Tak Akur dengan Netanyahu, Mantan Menhan Israel Yoav Gallant Mundur dari Parlemen
Gallant terkenal dengan pandangannya yang seringkali mandiri dan terkadang bertentangan dengan kebijakan pemerintahan Netanyahu.
Mantan Menteri Pertahanan Israel, Yoav Gallant, mengumumkan pengunduran dirinya dari jabatan sebagai anggota Knesset (parlemen Israel) pada Rabu (1/1/2025). Gallant sering kali memiliki pandangan yang bertentangan dengan Perdana Menteri Benjamin Netanyahu serta para sekutu dari koalisi pemerintahannya yang berasal dari partai-partai kanan jauh. Dia dipecat oleh Netanyahu pada November 2024 setelah berbulan-bulan terjadi perbedaan pendapat mengenai strategi penanganan perang melawan Hamas di Jalur Gaza.
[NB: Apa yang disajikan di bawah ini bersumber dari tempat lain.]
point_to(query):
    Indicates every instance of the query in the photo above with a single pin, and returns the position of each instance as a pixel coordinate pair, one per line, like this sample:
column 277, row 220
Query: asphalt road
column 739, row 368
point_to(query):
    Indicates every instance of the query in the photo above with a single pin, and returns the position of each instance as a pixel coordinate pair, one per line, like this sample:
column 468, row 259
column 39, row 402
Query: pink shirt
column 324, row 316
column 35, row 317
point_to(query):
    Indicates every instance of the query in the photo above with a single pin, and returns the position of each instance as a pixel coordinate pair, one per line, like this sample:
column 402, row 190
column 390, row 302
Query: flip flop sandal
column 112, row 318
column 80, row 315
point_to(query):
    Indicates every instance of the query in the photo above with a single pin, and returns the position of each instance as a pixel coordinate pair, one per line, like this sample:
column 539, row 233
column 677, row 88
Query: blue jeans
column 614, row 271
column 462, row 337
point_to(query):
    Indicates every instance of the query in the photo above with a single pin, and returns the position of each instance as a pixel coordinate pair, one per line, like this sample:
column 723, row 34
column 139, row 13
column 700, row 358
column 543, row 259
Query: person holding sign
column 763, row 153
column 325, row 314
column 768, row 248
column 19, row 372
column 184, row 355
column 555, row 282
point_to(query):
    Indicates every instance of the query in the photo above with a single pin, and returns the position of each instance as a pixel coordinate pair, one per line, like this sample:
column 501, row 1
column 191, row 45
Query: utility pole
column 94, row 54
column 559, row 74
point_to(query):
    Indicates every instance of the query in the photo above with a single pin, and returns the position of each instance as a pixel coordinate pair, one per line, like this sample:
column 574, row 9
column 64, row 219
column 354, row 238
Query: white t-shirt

Meskipun demikian, Gallant tetap mempertahankan posisinya sebagai anggota Knesset yang terpilih.
Dalam pernyataan yang disiarkan di televisi, Gallant menyampaikan, "Seperti halnya di medan perang, demikian pula dalam pelayanan publik. Ada saat-saat di mana seseorang harus berhenti, mengevaluasi, dan memilih arah untuk mencapai tujuan," yang menunjukkan bahwa dia merasa perlu untuk mengambil langkah mundur. Perselisihan antara Gallant dan Netanyahu, serta sekutu-sekutu koalisinya dari partai-partai kanan jauh dan partai agama, mencakup isu sensitif mengenai pengecualian wajib militer bagi pria Yahudi ultra-Ortodoks, yang Gallant tolak.
Pada Maret 2023, Netanyahu sempat memecat Gallant setelah yang terakhir meminta agar rencana pemerintah untuk membatasi kekuasaan Mahkamah Agung dihentikan. Namun, pemecatan tersebut memicu protes besar-besaran, sehingga Netanyahu terpaksa membatalkan keputusannya.
Selain itu, Mahkamah Pidana Internasional telah mengeluarkan surat perintah penangkapan untuk Yoav Gallant dan Netanyahu, yang dituduh melakukan kejahatan perang dan kejahatan terhadap kemanusiaan terkait konflik di Jalur Gaza. Namun, Israel membantah semua tuduhan tersebut, menegaskan bahwa mereka tidak melakukan pelanggaran. Situasi ini mencerminkan ketegangan yang terus berlangsung dalam politik Israel, di mana perbedaan pandangan sering kali memicu konflik baik di dalam negeri maupun di arena internasional.